Pocket Typewriter linked to Long Riders

 

At first glance one may wonder how qualified were the two young men who set off from a Texas border town bound for Mexico City in 1931.

Joseph Goodwin was a Yankee with an itchy foot and a taste for peril. His companion, Robert Horiguichi, was the sophisticated, multi-lingual son of an imperial Japanese diplomat. To say these two mismatched friends were unprepared for the deserts, quicksand and brigands they encountered in the Mexican wilderness would be a mild understatement.  In one particularly harrowing episode, they were surrounded, shot, and nearly kidnapped by an armed band of Mexican bandits.

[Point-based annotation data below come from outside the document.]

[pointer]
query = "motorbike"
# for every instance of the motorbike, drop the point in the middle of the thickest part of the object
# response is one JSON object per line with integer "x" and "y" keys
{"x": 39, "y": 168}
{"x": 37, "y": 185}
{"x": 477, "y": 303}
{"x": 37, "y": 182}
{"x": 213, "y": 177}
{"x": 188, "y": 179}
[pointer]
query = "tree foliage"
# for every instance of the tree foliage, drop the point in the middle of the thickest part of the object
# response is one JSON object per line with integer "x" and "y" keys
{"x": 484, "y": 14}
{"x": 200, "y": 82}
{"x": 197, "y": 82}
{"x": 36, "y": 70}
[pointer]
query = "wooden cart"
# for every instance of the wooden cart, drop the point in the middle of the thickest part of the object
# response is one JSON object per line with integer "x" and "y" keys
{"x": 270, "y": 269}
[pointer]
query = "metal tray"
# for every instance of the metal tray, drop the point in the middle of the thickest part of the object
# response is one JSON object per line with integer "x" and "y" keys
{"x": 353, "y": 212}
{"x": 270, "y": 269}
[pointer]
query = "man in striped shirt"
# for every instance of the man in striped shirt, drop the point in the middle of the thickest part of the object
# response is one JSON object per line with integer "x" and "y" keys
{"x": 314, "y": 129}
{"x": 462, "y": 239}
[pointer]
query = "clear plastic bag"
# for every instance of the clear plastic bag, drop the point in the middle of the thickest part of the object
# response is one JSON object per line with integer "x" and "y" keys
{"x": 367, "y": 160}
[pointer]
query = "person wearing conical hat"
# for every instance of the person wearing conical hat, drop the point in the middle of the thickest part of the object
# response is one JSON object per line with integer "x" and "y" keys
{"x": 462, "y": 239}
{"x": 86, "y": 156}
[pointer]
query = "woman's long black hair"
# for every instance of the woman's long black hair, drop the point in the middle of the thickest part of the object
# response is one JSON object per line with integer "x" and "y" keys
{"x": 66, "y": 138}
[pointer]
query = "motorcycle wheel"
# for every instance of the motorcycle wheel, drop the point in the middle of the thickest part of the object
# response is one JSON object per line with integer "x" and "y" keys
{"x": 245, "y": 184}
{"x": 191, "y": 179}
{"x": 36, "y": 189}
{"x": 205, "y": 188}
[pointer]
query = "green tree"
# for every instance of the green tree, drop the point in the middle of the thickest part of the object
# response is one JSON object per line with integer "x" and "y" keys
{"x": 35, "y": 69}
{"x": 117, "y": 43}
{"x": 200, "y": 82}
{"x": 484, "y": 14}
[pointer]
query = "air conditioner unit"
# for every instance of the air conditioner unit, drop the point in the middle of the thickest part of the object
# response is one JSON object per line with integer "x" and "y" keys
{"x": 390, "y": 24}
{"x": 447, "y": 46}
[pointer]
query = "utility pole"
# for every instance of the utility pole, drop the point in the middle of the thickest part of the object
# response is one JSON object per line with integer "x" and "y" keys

Goodwin’s book, Through Mexico on Horseback, recounts how before leaving Texas the amateur adventurers had procured what they believed were all the necessities for equestrian explorers, including “a canteen, an old pistol, and a typewriter to chronicle our escapades.”

The idea that Goodwin and Horiguichi, who had both just graduated with journalism degrees in America, could carry a typewriter in a saddlebag has always seemed unlikely, even fanciful.

Yet thanks to new information uncovered by Kris de Decker, editor of Low Tech magazine, Goodwin’s claim to have filed stories from the saddle now appears to be based on forgotten facts. A pocket typewriter (right), known as the vyrotyp, “was introduced in 1914 for use in the trenches on the battlefield or on horseback.”